"Die Blauen" : Markenstreit um Frauke Petrys neue Partei

Die neue politische Heimat von Ex-AfD-Chefin Frauke Petry heißt „Die blaue Partei“. Doch um den Namen gibt es jetzt Streit - auch weil die AfD die Farbe Blau für sich reklamiert.

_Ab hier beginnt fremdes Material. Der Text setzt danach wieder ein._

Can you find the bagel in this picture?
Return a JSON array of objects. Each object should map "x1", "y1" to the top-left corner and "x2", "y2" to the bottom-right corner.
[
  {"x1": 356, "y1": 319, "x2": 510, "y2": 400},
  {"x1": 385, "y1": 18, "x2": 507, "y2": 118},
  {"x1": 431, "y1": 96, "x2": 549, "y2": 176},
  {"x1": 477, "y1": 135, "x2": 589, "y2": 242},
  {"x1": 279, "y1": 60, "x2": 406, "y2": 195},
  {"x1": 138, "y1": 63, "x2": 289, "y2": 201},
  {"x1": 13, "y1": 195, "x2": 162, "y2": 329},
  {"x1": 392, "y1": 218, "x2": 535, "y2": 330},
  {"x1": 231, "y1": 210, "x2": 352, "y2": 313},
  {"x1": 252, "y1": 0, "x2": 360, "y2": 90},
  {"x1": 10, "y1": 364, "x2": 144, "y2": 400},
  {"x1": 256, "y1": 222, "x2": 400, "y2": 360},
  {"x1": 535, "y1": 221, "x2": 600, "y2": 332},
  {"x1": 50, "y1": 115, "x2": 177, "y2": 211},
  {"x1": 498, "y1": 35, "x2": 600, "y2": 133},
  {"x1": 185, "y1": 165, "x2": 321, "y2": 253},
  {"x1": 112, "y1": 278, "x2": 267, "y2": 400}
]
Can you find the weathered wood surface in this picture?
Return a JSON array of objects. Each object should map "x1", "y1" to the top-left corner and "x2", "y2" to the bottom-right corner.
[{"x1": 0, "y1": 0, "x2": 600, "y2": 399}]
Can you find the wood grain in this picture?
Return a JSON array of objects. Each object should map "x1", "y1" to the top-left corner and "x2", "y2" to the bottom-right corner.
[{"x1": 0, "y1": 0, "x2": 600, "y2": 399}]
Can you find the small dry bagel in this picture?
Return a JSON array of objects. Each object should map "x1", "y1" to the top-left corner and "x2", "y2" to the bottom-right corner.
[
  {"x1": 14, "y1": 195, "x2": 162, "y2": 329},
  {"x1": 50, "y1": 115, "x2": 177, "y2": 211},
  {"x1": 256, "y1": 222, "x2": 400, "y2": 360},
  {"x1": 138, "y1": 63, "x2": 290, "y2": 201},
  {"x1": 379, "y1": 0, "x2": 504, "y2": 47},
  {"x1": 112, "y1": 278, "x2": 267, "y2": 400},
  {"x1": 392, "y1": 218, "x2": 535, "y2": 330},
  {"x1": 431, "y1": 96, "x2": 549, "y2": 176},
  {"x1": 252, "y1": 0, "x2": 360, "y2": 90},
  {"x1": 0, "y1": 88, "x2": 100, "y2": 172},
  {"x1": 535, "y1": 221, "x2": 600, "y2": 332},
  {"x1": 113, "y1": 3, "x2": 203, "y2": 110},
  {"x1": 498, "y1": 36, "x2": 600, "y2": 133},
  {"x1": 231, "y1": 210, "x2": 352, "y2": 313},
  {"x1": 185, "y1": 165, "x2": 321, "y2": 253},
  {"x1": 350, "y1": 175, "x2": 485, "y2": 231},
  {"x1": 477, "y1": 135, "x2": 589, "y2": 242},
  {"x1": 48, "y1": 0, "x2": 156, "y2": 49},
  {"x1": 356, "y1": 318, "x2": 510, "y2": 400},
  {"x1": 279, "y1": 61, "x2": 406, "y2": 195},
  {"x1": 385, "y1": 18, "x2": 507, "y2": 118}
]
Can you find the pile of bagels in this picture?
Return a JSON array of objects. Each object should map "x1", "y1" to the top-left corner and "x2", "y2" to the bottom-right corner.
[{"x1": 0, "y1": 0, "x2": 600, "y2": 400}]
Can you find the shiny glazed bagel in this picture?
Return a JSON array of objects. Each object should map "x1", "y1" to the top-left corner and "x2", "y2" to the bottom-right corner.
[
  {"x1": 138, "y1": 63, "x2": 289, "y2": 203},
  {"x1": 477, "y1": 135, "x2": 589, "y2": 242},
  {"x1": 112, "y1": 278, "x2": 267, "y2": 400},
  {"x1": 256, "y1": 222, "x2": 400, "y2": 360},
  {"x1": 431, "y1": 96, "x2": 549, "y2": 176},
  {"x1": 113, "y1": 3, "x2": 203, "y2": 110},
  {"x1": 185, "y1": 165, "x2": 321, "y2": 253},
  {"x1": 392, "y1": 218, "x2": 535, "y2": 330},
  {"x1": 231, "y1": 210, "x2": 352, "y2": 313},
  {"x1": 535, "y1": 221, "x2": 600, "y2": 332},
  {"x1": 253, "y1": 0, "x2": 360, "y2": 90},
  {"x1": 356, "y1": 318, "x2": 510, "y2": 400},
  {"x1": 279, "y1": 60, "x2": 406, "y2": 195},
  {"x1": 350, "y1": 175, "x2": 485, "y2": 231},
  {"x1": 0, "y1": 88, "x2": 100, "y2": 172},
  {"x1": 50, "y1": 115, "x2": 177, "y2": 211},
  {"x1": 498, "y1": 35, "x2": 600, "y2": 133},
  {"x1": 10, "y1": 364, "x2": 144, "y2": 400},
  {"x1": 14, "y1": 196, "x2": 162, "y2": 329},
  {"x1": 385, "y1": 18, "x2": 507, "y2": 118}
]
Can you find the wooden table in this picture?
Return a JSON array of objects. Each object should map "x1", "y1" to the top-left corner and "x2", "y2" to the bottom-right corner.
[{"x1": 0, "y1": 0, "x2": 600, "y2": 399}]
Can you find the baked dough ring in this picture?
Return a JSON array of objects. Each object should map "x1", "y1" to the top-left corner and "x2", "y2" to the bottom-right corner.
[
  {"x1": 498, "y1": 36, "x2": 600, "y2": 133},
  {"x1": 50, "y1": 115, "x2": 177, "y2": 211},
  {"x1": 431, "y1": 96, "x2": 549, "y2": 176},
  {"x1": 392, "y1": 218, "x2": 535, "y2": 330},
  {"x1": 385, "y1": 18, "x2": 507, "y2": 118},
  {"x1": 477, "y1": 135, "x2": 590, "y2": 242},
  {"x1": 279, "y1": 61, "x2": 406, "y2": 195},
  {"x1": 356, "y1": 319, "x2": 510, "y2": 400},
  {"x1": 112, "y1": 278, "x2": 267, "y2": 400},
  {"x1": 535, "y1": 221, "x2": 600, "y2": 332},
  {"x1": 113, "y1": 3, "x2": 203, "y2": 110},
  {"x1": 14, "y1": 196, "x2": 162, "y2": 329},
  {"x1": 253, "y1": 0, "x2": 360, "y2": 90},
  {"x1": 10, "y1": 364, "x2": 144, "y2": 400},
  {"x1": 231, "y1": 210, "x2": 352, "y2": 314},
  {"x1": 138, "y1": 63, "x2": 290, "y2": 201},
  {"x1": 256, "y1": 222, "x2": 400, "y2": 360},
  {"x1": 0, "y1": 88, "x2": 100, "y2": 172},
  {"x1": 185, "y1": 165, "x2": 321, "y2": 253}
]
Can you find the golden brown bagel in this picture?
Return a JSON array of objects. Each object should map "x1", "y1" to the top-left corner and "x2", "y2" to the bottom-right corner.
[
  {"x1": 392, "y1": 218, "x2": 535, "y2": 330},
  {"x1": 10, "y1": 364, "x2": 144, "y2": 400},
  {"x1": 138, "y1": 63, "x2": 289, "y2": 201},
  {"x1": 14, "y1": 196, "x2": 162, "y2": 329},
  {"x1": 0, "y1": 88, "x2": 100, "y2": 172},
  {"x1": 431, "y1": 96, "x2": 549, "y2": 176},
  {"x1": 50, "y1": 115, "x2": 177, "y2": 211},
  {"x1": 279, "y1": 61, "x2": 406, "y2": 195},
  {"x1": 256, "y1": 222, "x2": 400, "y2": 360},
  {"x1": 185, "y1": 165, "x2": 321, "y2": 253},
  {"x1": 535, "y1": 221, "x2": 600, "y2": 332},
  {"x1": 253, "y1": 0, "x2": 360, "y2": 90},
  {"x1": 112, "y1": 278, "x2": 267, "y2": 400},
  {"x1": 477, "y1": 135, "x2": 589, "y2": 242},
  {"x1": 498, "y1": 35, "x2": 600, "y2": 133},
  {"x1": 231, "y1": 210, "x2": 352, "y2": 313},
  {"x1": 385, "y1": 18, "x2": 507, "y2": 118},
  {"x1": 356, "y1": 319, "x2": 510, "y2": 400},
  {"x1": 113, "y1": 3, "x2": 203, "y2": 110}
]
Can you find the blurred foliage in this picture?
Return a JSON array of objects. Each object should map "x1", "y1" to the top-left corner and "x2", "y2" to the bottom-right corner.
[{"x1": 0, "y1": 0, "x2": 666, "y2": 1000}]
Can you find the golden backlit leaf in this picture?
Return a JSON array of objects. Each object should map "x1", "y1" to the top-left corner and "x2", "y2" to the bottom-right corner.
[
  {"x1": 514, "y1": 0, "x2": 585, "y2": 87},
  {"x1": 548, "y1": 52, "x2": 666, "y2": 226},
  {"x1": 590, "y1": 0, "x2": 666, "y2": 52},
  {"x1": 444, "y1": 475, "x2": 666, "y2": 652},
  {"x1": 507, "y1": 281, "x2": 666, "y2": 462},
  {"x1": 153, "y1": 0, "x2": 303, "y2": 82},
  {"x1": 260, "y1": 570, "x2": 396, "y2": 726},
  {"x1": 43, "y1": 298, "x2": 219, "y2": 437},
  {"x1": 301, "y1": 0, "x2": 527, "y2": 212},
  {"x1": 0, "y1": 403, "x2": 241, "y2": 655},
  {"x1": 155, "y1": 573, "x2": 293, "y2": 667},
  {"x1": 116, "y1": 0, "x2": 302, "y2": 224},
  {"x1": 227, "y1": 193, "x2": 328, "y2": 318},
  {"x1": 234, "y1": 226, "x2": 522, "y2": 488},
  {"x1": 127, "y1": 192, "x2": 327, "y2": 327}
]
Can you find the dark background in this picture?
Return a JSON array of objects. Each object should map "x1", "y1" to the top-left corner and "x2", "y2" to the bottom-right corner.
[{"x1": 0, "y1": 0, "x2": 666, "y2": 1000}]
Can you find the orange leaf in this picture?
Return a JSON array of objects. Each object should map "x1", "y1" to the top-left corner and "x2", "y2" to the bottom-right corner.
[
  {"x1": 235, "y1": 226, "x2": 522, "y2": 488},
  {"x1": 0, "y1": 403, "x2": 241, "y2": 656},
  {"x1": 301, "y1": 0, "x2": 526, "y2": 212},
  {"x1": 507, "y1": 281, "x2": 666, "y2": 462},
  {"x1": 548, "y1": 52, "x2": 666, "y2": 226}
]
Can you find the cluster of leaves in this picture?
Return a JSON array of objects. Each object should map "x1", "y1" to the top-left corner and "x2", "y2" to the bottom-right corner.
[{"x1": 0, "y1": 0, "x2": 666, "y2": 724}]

Frauke Petry hielt am vergangenen Dienstag im Bundestag ihre erste Rede.
Frauke Petry hielt am vergangenen Dienstag im Bundestag ihre erste Rede.Foto: dpa

Manche Namen bleiben im Gedächtnis, andere nicht. Als AfD-Gründer Bernd Lucke eine neue Partei gründete, wählte er mit „Alfa“ ein recht einprägsames Akronym. Doch weil es bereits einen anderen Verein gab, der sich so nannte, musste Lucke Alfa schließlich umbenennen in „Liberal-Konservative Reformer“ (LKR) – und der Abstieg in die Bedeutungslosigkeit war perfekt.

Einige in der AfD hoffen nun wohl, dass Ex-Parteichefin Frauke Petry das gleiche Schicksal ereilt. Ihr neues politisches Projekt ist das Bürgerforum „Blaue Wende“, ihre neue politische Heimat „Die blaue Partei“. Weil man in der AfD die blaue Farbe jedoch für sich beansprucht, meldete die Partei über einen Anwalt beim Patentamt vorsichtshalber gleich eine ganze Reihe von Marken an: „Blaue Partei“, „Blaue Wende“, „Blaue Gruppe“, „Die Blauen“, „Blaue Fraktion“ und „Blaues Forum“. Zusätzlich hat ein sächsisches AfD-Mitglied „Die blaue Partei“ als Marke angemeldet, Frauke Petry allerdings ebenfalls.

Vor Gericht

Die AfD sieht sich nun auch deshalb im Recht, weil sie „Die Blauen“ beim Patentamt zuerst anmeldete, nämlich bereits kurz nach der Bundestagswahl am 27. September. Nach eigenen Angaben hat der Bundesvorstand Frauke Petry anwaltlich abmahnen lassen und sie zur Abgabe einer Unterlassungserklärung aufgefordert. Mittlerweile ist die Auseinandersetzung laut AfD vor dem Landgericht Berlin gelandet.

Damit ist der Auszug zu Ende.